8. Yes, the universe is really 100% reductionist in nature. https://bigthink.com/starts-with-a-bang/universe-reductionist/#Echobox=1690577002


9. The Strongest Evidence for a Universe Before the Big Bang (March, 2023)


10. Our Universe Wasn't Empty, Even Before the Big Bang (September, 2023)



B. The Multiverse


The apologists I have interacted with often think that scientists desire to never admit the existence of a deity and that the multiverse is a way for science to deny that the Big Bang is a beginning; the multiverse then amounts to an excuse for atheists to move past the Cosmological Argument for God according to them. Never mind that in America at least, a significant percentage of scientists are theists. My limited reading however is that the multiverse falls out of equations for inflation, which was briefly detailed in part A of this posting which is supported and integral to the Big Bang Theory. It is not just something science imagined to avoid the Big Bang as an origin to the universe. As Ethan Siegel writes : One of the most successful theories of 20th century science is cosmic inflation, which preceded and set up the hot Big Bang. We also know how quantum fields generally work, and if inflation is a quantum field (which we strongly suspect it is), then there will always be more "still-inflating" space out there. Whenever and wherever inflation ends, you get a hot Big Bang. If inflation and quantum field theory are both correct, a Multiverse is a must.”

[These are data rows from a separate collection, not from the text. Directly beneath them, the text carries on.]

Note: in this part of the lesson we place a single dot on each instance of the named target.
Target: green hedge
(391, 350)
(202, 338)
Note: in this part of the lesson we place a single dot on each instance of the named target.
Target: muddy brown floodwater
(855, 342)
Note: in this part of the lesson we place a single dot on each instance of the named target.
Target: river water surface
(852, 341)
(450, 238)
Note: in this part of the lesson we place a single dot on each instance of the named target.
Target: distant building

“That’s what the multiverse is, and why scientists accept its existence as the default position. We have overwhelming evidence for the hot Big Bang, and also that the Big Bang began with a set of conditions that don’t come with a de facto explanation. If we add in an explanation for it — cosmic inflation — then that inflating spacetime that set up and gave rise to the Big Bang makes its own set of novel predictions. Many of those predictions are borne out by observation, but other predictions also arise as consequences of inflation.”(7)


This picture, of huge Universes, far bigger than the meager part that's observable to us, constantly being created across this exponentially inflating space, is what the Multiverse is all about. It's important to recognize that the Multiverse is not a scientific theory on its own. It makes no predictions for any observable phenomena that we can access from within our own pocket of existence. Rather, the Multiverse is a theoretical prediction that comes out of the laws of physics as they’re best understood today. It’s perhaps even an inevitable consequence of those laws: if you have an inflationary Universe governed by quantum physics, this is something you’re pretty much destined to wind up with.”

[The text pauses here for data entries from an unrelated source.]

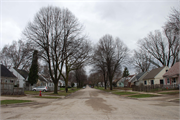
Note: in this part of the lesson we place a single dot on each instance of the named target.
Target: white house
(61, 83)
(21, 75)
(155, 76)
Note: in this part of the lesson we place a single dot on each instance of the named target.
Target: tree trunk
(110, 80)
(66, 86)
(105, 83)
(55, 87)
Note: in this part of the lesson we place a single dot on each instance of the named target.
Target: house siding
(21, 80)
(158, 77)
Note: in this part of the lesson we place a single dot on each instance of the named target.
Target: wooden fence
(149, 88)
(9, 89)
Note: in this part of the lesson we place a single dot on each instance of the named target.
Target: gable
(162, 72)
(153, 73)
(23, 73)
(174, 70)
(6, 73)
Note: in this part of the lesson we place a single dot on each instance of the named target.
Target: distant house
(8, 80)
(7, 76)
(41, 81)
(22, 76)
(120, 83)
(172, 75)
(155, 76)
(115, 82)
(61, 83)
(127, 82)
(138, 79)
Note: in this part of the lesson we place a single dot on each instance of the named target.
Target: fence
(149, 88)
(9, 89)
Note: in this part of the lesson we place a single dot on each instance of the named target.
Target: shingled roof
(22, 72)
(153, 73)
(174, 70)
(6, 73)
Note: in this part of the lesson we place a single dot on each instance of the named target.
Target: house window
(174, 80)
(145, 82)
(152, 82)
(162, 81)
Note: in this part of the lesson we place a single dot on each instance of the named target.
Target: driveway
(93, 104)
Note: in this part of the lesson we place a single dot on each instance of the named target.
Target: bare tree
(163, 50)
(113, 53)
(52, 31)
(76, 60)
(99, 65)
(95, 78)
(141, 61)
(80, 77)
(17, 55)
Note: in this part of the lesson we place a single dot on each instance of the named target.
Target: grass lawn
(142, 96)
(124, 93)
(32, 92)
(60, 93)
(13, 101)
(49, 97)
(170, 93)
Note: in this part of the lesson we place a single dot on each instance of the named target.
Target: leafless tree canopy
(110, 54)
(17, 55)
(80, 77)
(56, 33)
(141, 61)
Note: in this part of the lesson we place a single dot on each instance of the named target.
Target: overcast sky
(129, 20)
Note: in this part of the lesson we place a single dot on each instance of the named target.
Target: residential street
(92, 104)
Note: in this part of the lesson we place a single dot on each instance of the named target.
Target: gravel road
(92, 104)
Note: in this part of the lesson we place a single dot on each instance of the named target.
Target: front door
(152, 82)
(174, 81)
(162, 82)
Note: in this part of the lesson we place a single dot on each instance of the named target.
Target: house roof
(174, 70)
(153, 73)
(139, 75)
(116, 80)
(6, 73)
(131, 77)
(122, 79)
(41, 78)
(23, 73)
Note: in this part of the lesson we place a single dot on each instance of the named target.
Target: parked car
(41, 88)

“It's possible that our understanding of the state before the hot Big Bang is incorrect, and that our ideas about inflation are completely wrong for this application. If that's the case, then the existence of a Multiverse isn't a foregone conclusion. But the prediction of an eternally inflating state, where an uncountably large number of pocket Universes are continuously born and driven inextricably apart from one another, is a direct consequence of our best current theories, if they're correct.” (8)


Brian Cox discusses the Big Bang and the Multiverse concept here:


Conclusion


Our universe may indeed by infinite or finite. If infinite the Cosmological Argument for God fails. The Big Bang is strongly supported by science but says nothing about what came before or why it started. These unknowns negate the arguments for God through logical inferences because the premises are not established as theists claim, or are falsified. The Big Bang does not by default support deism, let alone theism. If the Multiverse is true, then again the Big Bang Theory fails to automatically support the existence of God.

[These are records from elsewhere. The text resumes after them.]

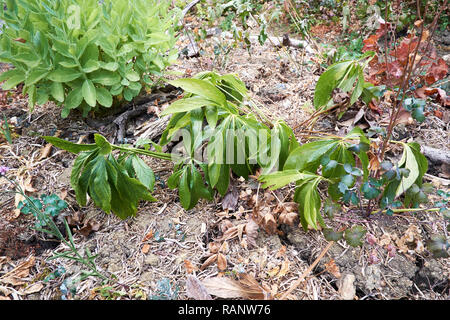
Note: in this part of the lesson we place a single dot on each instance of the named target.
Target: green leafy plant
(114, 184)
(348, 76)
(5, 130)
(214, 118)
(85, 55)
(333, 162)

An important observation from Sabine Hossenfelder is that the Multiverse is not a scientific theory and it’s also not even a scientific hypothesis because to date there is no way to test it. It is a theoretical prediction from inflation where inflation is integral to the Big Bang Theory. It is beyond irony that theists run to embrace the Big Bang which depends on inflation while trying to diminish the multiverse idea which is a direct consequence of that same inflation.